Almost always, when trying to parse HTML, Regex
is not the answer. Regex
is, as its name suggestions, for parsing regular text. HTML is not regular text.
Have a read of this answer:
RegEx match open tags except XHTML self-contained tags
Instead you are so much better off using a tool that is designed for working with HTML. I'd suggest using "HtmlAgilityPack" (which you can NuGet by that name).

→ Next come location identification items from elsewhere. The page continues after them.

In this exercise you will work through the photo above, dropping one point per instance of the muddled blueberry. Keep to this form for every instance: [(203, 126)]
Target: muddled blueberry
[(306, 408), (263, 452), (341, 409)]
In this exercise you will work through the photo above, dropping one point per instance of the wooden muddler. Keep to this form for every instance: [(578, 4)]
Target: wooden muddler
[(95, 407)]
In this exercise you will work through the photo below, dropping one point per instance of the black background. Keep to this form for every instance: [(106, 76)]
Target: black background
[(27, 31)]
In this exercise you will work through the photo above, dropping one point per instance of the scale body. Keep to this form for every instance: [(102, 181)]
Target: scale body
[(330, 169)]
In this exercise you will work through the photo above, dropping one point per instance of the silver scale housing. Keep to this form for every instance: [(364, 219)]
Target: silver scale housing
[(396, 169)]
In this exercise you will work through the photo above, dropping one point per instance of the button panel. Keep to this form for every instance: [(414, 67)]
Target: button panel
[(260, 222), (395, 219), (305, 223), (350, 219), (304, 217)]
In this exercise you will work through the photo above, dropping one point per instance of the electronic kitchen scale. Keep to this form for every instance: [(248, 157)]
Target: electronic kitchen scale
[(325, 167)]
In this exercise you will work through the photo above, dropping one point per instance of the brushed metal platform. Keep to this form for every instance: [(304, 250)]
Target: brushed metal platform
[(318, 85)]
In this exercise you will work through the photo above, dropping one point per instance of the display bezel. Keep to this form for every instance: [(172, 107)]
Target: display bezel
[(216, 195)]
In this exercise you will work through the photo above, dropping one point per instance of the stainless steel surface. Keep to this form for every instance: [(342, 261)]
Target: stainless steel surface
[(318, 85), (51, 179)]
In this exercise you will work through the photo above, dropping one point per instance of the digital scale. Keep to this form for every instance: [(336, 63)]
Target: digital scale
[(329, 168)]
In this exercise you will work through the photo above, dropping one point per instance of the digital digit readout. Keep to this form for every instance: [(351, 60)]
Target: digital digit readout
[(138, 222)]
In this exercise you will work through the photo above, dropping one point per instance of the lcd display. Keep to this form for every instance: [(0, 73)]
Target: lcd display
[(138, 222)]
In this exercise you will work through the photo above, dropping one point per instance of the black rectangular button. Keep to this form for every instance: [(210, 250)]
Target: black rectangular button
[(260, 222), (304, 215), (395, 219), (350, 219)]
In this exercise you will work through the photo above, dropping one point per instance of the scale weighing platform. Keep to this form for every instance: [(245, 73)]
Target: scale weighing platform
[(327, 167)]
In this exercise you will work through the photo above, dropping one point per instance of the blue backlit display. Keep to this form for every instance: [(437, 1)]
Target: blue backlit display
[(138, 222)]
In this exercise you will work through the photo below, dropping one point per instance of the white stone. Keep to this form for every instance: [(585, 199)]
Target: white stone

Here's how you could make it work.
First I'm going to create a simple function to anonymize text:
Func<string, string> anonymize =
t => new String(
t
.ToCharArray()
.Select(x =>
Char.IsSeparator(x)
? x
: (Char.IsUpper(x) ? 'X' : 'x'))
.ToArray());
Now I can use HtmlAgilityPack to do all of the rest of the heavy lifting:
var html = new HtmlAgilityPack.HtmlDocument();
html.LoadHtml(@"<html>
<!-- comments here -->
<body>
<p>Some random text</p>
</body>
</html>");
var textNodes =
html
.DocumentNode
.Descendants()
.OfType<HtmlAgilityPack.HtmlTextNode>()
.Where(x => !String.IsNullOrWhiteSpace(x.Text))
.ToArray();
foreach (var textNode in textNodes)
{
textNode.Text = anonymize(textNode.Text);
}
var output = html.DocumentNode.OuterHtml;
The output I get is:
<html>
<!-- comments here -->
<body>
<p>Xxxx xxxxxx xxxx</p>
</body>
</html>